4.2.3 Reduced Numerical Integration

[Bathe P.476-478] [Zienkiewicz P.284]

Usually, FEM leads to too much constrained system and thus [K ] is too large (i.e. overestimated) and {x} becomes too small (i.e. underestimated, in other words, resulting in lower boundness). By reducing the order of integral for [K ] , error may compensate for the over-tightened [K ] otherwise obtained. This may result in a better solution (but, sometimes, not always)! This reduction in the order of integral is called “Reduced Numerical Integral”. Or one could introduce “Selective Integration” which allows different order of integration for different strain components. Direction dependent reduced numerical integration could be one of such selective integrations, while one could also introduce, for instance, 2×2 Gauss quadrature points, with just one quadrature point at the centroid for the shear components.

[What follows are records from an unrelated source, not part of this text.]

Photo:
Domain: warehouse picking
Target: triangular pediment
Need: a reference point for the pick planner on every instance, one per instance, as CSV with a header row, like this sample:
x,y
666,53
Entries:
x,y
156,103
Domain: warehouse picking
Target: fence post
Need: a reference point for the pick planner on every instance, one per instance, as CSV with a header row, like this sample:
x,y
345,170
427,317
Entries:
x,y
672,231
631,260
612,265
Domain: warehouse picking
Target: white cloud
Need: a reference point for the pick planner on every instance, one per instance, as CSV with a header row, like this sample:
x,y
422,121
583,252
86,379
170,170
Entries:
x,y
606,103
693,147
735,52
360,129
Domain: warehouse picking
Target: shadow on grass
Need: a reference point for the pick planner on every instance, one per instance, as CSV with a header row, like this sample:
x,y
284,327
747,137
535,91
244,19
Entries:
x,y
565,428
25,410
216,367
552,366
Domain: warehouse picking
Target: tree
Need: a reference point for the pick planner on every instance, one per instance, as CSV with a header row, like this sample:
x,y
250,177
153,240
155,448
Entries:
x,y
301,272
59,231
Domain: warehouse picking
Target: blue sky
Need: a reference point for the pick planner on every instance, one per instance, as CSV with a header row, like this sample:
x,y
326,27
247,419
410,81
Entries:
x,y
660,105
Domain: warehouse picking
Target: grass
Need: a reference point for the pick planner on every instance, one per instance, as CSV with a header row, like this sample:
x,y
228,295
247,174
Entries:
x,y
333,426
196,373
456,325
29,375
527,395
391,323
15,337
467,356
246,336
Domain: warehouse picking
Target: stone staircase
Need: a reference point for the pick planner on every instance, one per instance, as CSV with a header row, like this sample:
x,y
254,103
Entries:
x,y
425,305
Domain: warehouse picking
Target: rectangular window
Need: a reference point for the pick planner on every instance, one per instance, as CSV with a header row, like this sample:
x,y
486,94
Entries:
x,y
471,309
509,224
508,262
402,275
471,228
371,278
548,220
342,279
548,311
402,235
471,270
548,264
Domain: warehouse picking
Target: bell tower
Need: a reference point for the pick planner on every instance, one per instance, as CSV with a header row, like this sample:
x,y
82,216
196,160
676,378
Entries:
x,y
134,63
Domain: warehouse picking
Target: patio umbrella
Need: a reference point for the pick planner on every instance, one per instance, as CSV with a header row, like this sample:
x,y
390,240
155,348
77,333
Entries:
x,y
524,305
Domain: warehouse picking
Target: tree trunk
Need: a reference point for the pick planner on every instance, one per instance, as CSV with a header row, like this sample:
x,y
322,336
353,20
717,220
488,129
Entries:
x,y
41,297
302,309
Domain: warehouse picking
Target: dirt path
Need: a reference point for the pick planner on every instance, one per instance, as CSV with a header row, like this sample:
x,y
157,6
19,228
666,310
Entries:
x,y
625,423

These kinds of numerical integrations require experience without a systematic and scientific method to rely on, thus are still kind of art yet. However, lots of research efforts are being made in this direction to improve finite element analysis results. One may further refer to [Bathe, P.476-477] in terms of mixed formulation. Related topic is discussed via penalty function formulation in [Zienkiewicz, P.284-296].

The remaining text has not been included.